The proposed study will evaluate the effectiveness of a collaborative care intervention for evidence-based management of alcohol use disorders in primary care settings. The investigators will specifically test whether patients offered Collaborative Care:

Have fewer heavy drinking days at 12 months follow-up; and Are more likely to be abstinent or drinking below recommended limits without problems at 12 months follow-up.

Research Design:

The study is a randomized controlled encouragement trial. Consenting patients who complete all baseline assessments will be randomized to be offered the Collaborative Care (CC) intervention or receive Usual Care and will be assessed prospectively. Due to the powerful effect of alcohol assessments on drinking behavior, a cohort of men identified through VISTA/CPRS queries as being potentially eligible for the study will be followed electronically for the following year. A random 25% sample of these men will serve as a "no contact control group" and will have no contact with the study. The remaining 75% will be eligible for screening and recruitment.

Methodology The study will enroll up to 400 subjects (age < 65 years) with probable alcohol use disorders, in order to randomize 300 subjects who complete all baseline assessments. Eligibility criteria include a recent AUDIT-C screening score ≥ 5, phone number available in CPRS, and frequent heavy drinking days in the past four weeks (≥ 5 drinks for men, ≥4 drinks for women).

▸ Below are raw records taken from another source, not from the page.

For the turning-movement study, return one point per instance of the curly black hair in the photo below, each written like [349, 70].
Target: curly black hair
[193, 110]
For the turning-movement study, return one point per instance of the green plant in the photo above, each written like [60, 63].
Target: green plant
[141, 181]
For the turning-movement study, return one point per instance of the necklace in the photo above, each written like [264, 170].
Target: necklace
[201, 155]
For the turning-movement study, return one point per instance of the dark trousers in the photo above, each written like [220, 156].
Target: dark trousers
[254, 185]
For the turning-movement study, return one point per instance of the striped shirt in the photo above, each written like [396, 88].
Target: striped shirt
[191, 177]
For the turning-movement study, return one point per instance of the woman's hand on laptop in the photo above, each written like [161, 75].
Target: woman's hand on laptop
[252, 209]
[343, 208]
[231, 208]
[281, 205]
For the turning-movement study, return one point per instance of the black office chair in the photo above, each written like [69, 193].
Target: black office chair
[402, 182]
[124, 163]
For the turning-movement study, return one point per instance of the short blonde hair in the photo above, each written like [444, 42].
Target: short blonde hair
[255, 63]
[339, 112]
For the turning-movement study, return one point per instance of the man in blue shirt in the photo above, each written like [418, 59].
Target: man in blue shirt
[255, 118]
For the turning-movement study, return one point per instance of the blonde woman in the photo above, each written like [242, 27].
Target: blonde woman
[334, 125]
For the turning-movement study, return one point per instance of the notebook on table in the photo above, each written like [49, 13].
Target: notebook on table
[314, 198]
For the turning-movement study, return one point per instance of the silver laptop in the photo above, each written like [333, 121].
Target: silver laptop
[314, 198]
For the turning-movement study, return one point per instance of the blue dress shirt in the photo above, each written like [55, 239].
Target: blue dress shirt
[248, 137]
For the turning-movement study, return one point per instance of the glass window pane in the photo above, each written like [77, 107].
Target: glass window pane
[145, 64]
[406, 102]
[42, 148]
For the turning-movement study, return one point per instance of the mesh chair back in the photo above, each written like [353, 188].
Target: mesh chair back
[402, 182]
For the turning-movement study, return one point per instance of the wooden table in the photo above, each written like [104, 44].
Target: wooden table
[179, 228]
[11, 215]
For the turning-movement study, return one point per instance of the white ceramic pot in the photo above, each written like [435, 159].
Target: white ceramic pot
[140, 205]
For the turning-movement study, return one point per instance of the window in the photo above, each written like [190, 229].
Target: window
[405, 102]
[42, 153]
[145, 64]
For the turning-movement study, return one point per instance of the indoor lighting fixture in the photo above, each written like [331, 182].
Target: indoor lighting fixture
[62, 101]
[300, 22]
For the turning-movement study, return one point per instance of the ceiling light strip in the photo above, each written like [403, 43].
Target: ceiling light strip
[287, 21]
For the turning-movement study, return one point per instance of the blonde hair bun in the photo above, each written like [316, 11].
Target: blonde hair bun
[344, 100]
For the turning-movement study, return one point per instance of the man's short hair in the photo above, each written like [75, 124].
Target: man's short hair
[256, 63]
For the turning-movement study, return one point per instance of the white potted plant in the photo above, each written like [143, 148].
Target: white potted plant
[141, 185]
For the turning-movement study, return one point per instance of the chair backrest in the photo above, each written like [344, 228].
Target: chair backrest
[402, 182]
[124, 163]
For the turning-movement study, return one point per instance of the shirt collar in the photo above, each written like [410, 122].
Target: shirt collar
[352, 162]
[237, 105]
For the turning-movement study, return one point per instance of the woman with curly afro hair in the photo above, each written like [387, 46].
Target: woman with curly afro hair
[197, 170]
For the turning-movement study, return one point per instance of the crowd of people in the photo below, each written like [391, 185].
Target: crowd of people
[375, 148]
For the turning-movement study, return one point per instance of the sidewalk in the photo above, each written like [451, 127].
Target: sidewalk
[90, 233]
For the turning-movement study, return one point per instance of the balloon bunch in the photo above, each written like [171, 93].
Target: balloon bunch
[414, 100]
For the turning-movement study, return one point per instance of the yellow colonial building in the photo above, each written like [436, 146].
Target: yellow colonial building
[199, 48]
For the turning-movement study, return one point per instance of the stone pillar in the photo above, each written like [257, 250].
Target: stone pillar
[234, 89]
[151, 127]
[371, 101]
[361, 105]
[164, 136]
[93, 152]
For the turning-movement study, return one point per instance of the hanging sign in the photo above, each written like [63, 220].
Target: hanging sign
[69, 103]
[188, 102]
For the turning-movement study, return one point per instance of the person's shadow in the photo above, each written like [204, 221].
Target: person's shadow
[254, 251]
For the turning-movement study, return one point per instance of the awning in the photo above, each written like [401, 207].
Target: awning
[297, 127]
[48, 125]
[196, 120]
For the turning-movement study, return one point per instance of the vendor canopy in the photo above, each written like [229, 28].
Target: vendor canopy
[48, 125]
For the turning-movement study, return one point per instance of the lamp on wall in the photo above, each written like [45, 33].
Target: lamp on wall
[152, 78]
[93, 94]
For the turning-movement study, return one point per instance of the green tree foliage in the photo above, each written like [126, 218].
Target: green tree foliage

The CC intervention will consist of offering subjects: 1) an in-depth baseline assessment, 2) frequent (weekly first, then monthly) visits with a nurse care manager, 3) alcohol dependence medications prescribed by a Nurse Practitioner. An interdisciplinary CC team will supervise nurse care managers weekly.

All enrolled participants will have telephone surveys at baseline, 3 months and 12 months; and lab testing at baseline and 12 months. Main study outcomes include: 1) number of heavy drinking days in the past four weeks, and 2) abstinence or drinking below recommended limits at 12 months. Secondary analyses will compare CC and Usual Care groups on process measures of engagement in alcohol-related care, secondary drinking outcomes, laboratory markers, health-related quality of life, health care utilization, and health care costs. For the observational cohort, secondary analyses will compare drinking behaviors (AUDIT-C scores), alcohol-related diagnoses, and health care utilization between men who have no contact with study procedures and other subgroups who are eligible for screening and recruitment.

The investigators hypothesize that subjects in the intervention group will decrease their frequency of heavy drinking and will be more likely to be abstinent or drinking below recommended limits at 12 months follow-up.